Bardella, le successeur désigné de Marine Le Pen, a exigé que ces candidats « se couvrent la tête de cendres » et demandent pardon au peuple français, soulignant leur responsabilité dans la situation actuelle du pays. Ces propos ont suscité des réactions variées chez les sympathisants et les observateurs politiques.
Réponse de Marine Le Pen sur Edouard Philippe
En parallèle, Marine Le Pen a clairement exprimé son intérêt pour Édouard Philippe, le qualifiant de meilleur candidat potentiel, à condition qu'un consensus soit atteint au sein de la droite.

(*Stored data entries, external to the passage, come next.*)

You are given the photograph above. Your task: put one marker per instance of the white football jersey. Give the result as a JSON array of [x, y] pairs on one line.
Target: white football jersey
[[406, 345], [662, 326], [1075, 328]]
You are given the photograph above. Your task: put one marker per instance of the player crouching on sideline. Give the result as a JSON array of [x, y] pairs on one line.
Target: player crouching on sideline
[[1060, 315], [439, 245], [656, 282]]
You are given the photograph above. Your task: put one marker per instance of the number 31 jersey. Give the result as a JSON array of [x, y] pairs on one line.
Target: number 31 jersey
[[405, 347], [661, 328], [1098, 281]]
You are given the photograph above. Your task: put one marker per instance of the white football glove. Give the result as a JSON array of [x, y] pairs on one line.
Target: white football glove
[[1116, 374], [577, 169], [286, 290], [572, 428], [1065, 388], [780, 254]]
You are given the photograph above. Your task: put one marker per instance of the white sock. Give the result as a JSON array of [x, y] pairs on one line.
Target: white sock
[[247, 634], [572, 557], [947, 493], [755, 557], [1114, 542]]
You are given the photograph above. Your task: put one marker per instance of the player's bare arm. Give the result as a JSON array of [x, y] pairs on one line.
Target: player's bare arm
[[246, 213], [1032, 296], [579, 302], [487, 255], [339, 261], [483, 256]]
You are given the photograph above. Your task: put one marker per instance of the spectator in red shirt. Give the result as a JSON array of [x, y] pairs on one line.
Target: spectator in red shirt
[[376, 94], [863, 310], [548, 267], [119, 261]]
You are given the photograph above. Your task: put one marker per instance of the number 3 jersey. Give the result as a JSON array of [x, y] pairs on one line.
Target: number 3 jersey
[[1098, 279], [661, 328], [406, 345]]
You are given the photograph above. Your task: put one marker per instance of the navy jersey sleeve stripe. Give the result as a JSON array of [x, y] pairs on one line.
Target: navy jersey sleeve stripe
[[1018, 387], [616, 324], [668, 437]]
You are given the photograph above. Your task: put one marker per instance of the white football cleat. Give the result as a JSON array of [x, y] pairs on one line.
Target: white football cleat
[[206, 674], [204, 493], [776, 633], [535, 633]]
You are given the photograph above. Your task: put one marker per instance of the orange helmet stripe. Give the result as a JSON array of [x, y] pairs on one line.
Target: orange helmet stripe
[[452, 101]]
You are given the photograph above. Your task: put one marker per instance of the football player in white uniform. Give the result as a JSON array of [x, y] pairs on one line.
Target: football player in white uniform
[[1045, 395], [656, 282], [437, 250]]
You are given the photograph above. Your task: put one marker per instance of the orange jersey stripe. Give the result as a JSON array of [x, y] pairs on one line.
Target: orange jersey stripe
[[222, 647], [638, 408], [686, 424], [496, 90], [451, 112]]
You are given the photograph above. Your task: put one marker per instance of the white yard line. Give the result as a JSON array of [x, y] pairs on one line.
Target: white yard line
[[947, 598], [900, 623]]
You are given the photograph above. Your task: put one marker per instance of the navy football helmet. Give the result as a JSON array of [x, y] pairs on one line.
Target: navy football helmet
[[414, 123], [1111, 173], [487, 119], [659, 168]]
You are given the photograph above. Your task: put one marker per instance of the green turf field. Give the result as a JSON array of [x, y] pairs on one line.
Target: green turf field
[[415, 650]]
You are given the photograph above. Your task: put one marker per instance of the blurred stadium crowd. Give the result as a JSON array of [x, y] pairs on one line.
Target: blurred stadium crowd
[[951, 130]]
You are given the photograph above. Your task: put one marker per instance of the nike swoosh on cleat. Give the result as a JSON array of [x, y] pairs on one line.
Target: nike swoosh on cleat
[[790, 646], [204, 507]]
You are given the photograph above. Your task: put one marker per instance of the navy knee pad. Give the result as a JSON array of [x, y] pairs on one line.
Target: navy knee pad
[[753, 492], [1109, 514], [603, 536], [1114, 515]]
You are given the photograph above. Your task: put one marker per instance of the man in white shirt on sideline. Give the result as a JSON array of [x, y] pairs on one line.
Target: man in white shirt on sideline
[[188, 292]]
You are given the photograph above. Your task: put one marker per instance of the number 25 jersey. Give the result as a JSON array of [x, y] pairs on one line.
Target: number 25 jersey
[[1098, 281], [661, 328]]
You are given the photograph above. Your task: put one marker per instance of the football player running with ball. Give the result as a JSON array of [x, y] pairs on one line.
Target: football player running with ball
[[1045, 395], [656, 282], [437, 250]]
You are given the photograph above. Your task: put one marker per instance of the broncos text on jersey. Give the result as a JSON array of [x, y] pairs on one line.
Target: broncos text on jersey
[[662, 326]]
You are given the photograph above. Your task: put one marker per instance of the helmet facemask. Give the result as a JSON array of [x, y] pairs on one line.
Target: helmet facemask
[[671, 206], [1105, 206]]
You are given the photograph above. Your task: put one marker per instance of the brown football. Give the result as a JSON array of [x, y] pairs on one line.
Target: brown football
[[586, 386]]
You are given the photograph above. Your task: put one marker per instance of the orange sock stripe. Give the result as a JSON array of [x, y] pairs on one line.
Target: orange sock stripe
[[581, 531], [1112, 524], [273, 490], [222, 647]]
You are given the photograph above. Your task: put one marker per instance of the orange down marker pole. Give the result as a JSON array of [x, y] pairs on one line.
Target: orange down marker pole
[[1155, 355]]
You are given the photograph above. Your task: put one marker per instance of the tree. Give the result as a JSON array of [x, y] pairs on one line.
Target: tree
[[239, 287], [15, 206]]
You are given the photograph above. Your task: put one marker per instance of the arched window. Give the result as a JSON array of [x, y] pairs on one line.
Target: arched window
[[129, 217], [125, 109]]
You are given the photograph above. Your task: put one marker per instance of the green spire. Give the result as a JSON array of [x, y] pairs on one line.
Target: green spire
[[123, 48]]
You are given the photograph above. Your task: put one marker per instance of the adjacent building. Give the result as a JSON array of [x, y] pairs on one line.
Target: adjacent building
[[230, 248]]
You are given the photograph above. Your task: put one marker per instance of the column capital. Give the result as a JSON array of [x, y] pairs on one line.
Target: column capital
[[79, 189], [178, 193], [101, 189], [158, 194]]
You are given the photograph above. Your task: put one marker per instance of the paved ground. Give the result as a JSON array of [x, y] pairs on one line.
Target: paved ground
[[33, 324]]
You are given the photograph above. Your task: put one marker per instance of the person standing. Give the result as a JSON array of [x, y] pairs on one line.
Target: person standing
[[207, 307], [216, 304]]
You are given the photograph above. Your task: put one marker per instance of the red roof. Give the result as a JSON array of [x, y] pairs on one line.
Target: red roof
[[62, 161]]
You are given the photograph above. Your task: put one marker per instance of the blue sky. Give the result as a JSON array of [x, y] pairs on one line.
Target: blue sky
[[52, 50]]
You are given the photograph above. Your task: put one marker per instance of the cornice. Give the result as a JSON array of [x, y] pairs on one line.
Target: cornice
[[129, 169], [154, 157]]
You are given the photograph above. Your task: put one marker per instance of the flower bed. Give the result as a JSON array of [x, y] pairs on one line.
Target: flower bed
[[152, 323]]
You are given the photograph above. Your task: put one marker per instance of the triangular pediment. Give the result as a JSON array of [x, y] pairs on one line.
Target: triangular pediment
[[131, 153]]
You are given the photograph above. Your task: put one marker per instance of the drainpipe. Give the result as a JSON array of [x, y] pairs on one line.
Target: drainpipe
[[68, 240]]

Selon elle, cela constituerait une opportunité pour contrer le clivage classique droite-gauche, en vue d'un possible second tour opposé à son rival Jean-Luc Mélenchon.
Les déclarations de Bardella et Le Pen mettent en lumière les tensions croissantes au sein des partis et les enjeux entourant l'élection de 2027. Le climat politique se réchauffe, et ces échanges incisifs ne manqueront pas de tenir les électeurs en haleine à l’approche des échéances électorales. En effet, le choix d'une stratégie commune pourrait rassembler les voix de la droite face à la montée de la gauche.